Jak łatwo zostać „dłużnikiem”...

Wojciech Czaja twierdzi, że nie zgubił dowodu osobistego ani nikomu go nie udostępniał. Mimo to ktoś zaciągnął na przedsiębiorcę z Katowic szybkie pożyczki, tzw. Chwilówki, w trzech różnych firmach - w sumie ponad 4 tys. zł. To nie pierwszy taki przypadek. Czy oszuści są tak wyrachowani, czy zabezpieczenia firm i banków tak słabe?

- Nie utraciłem żadnego dowodu tożsamości: ani paszportu, ani dowodu, ani prawa jazdy. Do wzięcia pożyczki wystarczył im numer dokumentu, nazwisko i PESEL, przy czym jest zupełnie inny podany numer dowodu osobistego. W dodatku ten sam numer jest podany jako numer paszportu - opowiada Wojciech Czaja.

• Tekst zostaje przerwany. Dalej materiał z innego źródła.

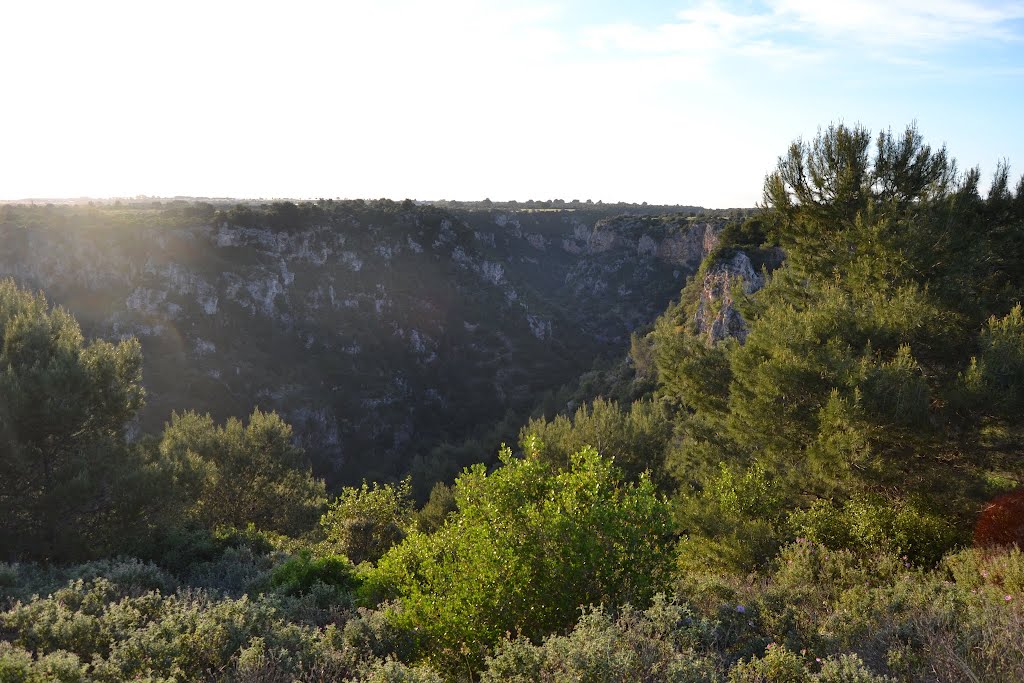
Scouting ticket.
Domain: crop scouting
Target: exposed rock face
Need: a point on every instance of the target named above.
(378, 330)
(716, 316)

Jako przedsiębiorca, mężczyzna ma stały dostęp do Krajowego Rejestru Długów. Dlatego szybko dowiedział się, że ktoś wziął na niego pożyczkę. Wkrótce rozdzwoniły się także telefony od firm windykacyjnych.

Zaczęło się wyjaśnianie sprawy. Pan Wojciech złożył reklamację w firmach pożyczkowych oraz doniesienie na policję, ale nic to nie dało. Dalej widniał w Krajowym Rejestrze Długów.

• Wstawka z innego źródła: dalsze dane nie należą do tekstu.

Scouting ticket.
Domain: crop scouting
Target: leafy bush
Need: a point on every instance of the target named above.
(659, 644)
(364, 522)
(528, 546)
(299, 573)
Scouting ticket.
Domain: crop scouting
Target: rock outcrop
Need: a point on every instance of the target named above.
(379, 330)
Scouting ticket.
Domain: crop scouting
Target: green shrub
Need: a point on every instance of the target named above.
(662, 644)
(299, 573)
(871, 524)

- PESEL wyskoczy, jak ktoś reprezentuje spółkę i wpisze się w KRS. Brałem leasing na samochód, byłem w 4 salonach. Żeby dostać ofertę, trzeba podać PESEL, więc to nie są dane aż tak wrażliwe i nie da się ich chronić - mówi pan Wojciech.

Postanowiliśmy odwiedzić firmy pożyczkowe. Przedstawiciele firm nie chcieli wypowiadać się przed kamerą. Przesłałali swoje stanowisko mailem.


"(...) Oznacza to, że jeżeli rzeczywiście pożyczka nie została zaciągnięta  przez Pana Wojciecha Czaję, lecz przez inną osobę, bez zgody i wiedzy Pana Wojciecha Czaja, to ta osoba trzecia musiała założyć rachunek bankowy w banku na jego imię i nazwisko, gdyż inaczej poprawna identyfikacja w oparciu o przelew identyfikacyjny nie byłaby możliwa".

 

"Dodatkowo, w celu weryfikacji telefonu komórkowego klienta, na wskazany przez klienta numer telefonu komórkowego, został wysłany SMS z kodem, który należało uzupełnić na stronie internetowej spółki".

- Jeżeli ktoś udostępni komuś swój rachunek bankowy albo pozwoli komuś w swoim imieniu swój rachunek założyć, to wtedy firmy pożyczkowe są bezbronne - mówi Jarosław Ryba ze Związku Firm Pożyczkowych.
Reporter: Ale ten pan nikomu nie udostępnił rachunku. Czy ta weryfikacja była w tym przypadku odpowiednia, bo wydaje się, że nie?
Jarosław Ryba: Pytanie, skąd został wykonany przelew weryfikacyjny do aplikacji o pożyczkę.

Oprócz tego, że ktoś wziął na pana Wojciecha pożyczki, to jeszcze założył konto. Przedsiębiorca musi udowadniać, że oszustem nie jest i żadnych kredytów nie brał. Odmówił firmom windykacyjnym spłacania nie swoich pożyczek.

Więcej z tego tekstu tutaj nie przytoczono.